What Can Auditors Do About Data Breaches?
In the wake of the Target incident, internal auditors should provide assurance that basic security measures are in place in their organization's commerce system.
February 01, 2014
Most people have heard of, or may have been directly affected by, the recent Target data breach, which exposed 40 million customers' credit card information during the busy year-end holiday shopping period. What is known so far is the malware was not identified by antivirus software and the intruders used credentials from a Target business partner.

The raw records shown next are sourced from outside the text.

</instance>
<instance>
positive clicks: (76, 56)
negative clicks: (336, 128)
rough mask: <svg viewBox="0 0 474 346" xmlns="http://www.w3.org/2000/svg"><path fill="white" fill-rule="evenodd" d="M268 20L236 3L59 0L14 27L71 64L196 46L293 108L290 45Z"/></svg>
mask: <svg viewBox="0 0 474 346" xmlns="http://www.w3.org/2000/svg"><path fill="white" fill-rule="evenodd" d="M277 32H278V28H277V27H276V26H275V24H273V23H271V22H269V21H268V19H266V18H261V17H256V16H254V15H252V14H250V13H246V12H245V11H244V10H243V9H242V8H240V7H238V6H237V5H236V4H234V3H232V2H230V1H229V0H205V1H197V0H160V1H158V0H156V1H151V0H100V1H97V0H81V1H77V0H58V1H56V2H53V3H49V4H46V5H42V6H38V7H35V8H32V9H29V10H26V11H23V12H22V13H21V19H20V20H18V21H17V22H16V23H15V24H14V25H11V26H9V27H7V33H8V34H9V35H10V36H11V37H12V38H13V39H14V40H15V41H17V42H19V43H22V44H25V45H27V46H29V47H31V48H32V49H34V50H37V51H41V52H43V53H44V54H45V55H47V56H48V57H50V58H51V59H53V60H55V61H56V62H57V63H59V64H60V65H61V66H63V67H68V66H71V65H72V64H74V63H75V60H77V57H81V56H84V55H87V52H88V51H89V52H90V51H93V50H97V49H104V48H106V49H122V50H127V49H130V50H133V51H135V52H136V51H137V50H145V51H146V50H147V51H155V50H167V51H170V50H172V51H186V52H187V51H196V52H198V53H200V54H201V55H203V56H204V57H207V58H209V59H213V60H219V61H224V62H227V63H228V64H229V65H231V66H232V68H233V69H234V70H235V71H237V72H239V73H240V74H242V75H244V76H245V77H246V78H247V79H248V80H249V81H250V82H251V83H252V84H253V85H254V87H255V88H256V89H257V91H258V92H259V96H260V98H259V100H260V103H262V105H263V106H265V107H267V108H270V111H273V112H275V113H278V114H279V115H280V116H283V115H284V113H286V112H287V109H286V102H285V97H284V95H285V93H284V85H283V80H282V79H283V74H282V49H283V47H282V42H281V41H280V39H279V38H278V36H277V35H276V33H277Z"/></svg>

The fact is that in-store retailing, and e-commerce in general, requires many related interconnections among credit card companies, technology companies, point-of-sale (POS) vendors, etc. All these third parties would be considered extensions of a retailer's own internal network, such that any weakness within one of their networks could possibly open the door to the retailer's network. Such arrangements are not limited only to retailers — most organizations have some type of third-party vendor or partner connecting to their network.
In light of the Target incident, many organizations are now reviewing their own internal procedures. Audits surrounding those controls that detect and prevent network intrusions and third-party vendors would add value to the organization's overall preparedness. Given the sophistication of the Target breach, most organizations would tend to respond by increasing their security infrastructure. However, sometimes the root causes of a breach are weaknesses in basic security procedures, such as:
- Failing to fully test Web server applications from known intrusion techniques.
- Misusing standard password techniques.
- Not performing hardening tests on systems.
- Vendors storing the organization's credentials in unencrypted files.
- Untimely patching of systems.
- Not following standard change-management procedures.
Sometimes organizations become so reliant on sophisticated security controls that they ignore the basic security procedures. Therefore, the internal audit staff could provide assurance that the standard security protocols are working as intended. Questions auditors might ask include:
- Are patches being applied timely?
- Are all website applications tested using all the standard test scripts and not circumventing procedures to get updates out timely?
- Is all computer technology involved in credit card and customer data security hardened?
- Is encryption on mobile devices (e.g., portable computers, tablets, phones, and USB devices) being maintained?
- Are third-party partners and vendors monitored to ensure their security infrastructure is appropriate?
- Are passwords for privileged service accounts stored securely (e.g., encrypted file)?
- Do management's self-assessments include reviews of the organization's basic security protocols?
Overall, organizations rely on sophisticated security technology to detect and prevent breaches. However, it usually is the small things, such as not following simple procedures, that provide an intruder a door to gain access. Internal auditors should step forward and increase their assurance activities regarding these basic security practices.